True though I do think 2k dims is coming it 8.8

peterstjohn · on May 5, 2023

Are they forking Lucene or somehow getting the Lucene devs to increase that limit? Because this PR has been open for over a year now: https://github.com/apache/lucene/issues/11507

softwaredoug · on May 5, 2023

No - they just did something in Elasticsearch to make their own FieldType https://github.com/elastic/elasticsearch/pull/95257

heipei · on May 5, 2023

Plus Elasticsearch is a breeze to operate and scale in a fault-tolerant matter.

bbarnett · on May 5, 2023

I suspect missing sarcasm tags here.
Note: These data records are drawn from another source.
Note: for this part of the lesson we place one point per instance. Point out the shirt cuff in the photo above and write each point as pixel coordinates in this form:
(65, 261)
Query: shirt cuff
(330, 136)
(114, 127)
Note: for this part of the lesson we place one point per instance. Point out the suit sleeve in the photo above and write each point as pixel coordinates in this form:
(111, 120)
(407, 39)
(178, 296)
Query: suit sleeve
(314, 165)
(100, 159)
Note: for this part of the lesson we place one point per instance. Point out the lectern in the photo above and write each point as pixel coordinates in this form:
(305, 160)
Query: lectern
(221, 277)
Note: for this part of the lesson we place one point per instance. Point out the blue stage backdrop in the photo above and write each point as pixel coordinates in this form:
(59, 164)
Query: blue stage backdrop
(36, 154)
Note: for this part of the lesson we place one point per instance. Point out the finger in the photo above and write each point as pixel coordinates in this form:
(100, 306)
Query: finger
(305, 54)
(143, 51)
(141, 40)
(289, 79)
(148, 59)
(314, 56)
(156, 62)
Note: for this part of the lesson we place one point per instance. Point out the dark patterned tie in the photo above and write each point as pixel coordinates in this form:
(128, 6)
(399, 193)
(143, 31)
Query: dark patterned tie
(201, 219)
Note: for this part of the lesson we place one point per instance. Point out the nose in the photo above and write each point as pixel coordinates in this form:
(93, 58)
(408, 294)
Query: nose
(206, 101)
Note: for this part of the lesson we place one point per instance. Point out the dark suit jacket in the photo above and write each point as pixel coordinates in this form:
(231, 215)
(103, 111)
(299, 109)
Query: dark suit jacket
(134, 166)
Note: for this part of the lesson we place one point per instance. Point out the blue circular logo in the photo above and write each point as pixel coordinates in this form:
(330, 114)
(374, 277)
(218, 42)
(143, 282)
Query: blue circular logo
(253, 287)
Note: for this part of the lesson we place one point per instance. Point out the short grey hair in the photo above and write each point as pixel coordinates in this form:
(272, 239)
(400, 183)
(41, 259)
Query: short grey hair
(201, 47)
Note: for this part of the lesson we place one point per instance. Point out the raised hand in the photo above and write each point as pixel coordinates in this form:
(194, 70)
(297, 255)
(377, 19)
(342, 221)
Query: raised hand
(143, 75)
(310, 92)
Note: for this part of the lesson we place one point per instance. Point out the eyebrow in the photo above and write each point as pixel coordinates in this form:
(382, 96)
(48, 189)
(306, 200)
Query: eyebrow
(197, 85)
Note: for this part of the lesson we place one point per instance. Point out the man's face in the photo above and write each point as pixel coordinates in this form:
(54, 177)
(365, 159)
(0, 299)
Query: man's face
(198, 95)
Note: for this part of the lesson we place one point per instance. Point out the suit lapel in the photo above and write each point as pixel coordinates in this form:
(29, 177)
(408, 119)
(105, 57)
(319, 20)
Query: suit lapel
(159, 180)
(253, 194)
The very least, from a lack of a stable, security update only release beanch.

heipei · on May 5, 2023

Not really, I've been operating 10+ node Elasticsearch cluster for years, running on a workload scheduler (Nomad). I never have to perform any maintenance or housekeeping except deleting old indices, and updates are performed by bumping a container version number and then restarting nodes one-by-one with a delay in between.

trgn · on May 5, 2023

Vector will eventually just be another data-type in all db-systems. Already so many production systems have their data replicated across multiple dbs, just to accommodate different use-cases. I'm not keen in adding yet another one.

hobs · on May 5, 2023

In the ANN benchmarks Elastic sets the bottom bar afaict.http://ann-benchmarks.com/

softwaredoug · on May 5, 2023

That appears to be the old community maintained plugin, Elastic KNN, not the official Lucene based HNSW implementation.

hobs · on May 5, 2023

That's very interesting to me, do you know if there's any numbers on the official implementation?

softwaredoug · on May 5, 2023

Not that I know of, I would love to see them if they exist...

gk1 · on May 5, 2023

Hey Doug :)

We always encourage folks to do their own testing. Everyone has different performance requirements, data shapes/sizes, budgets, and expectations of the user experience.

Elasticsearch is a great option. But clearly there's a large cohort of smart teams that decided the combination of performance + cost + scale + [etc] on Pinecone makes more sense for them.

softwaredoug · on May 5, 2023

Hey Greg! Yes I am trolling a bit, to see what the answers might be.

IMO - the real reason "Y Not Elasticsearch" is not because they're dumb or its bad. It's actually because they're not building for the search / AI market like you all are :)

When someone runs out of RAM with their Numpy array, they google, and you guys come up really speaking to that audience, building features, showing people how to build specific solutions, etc.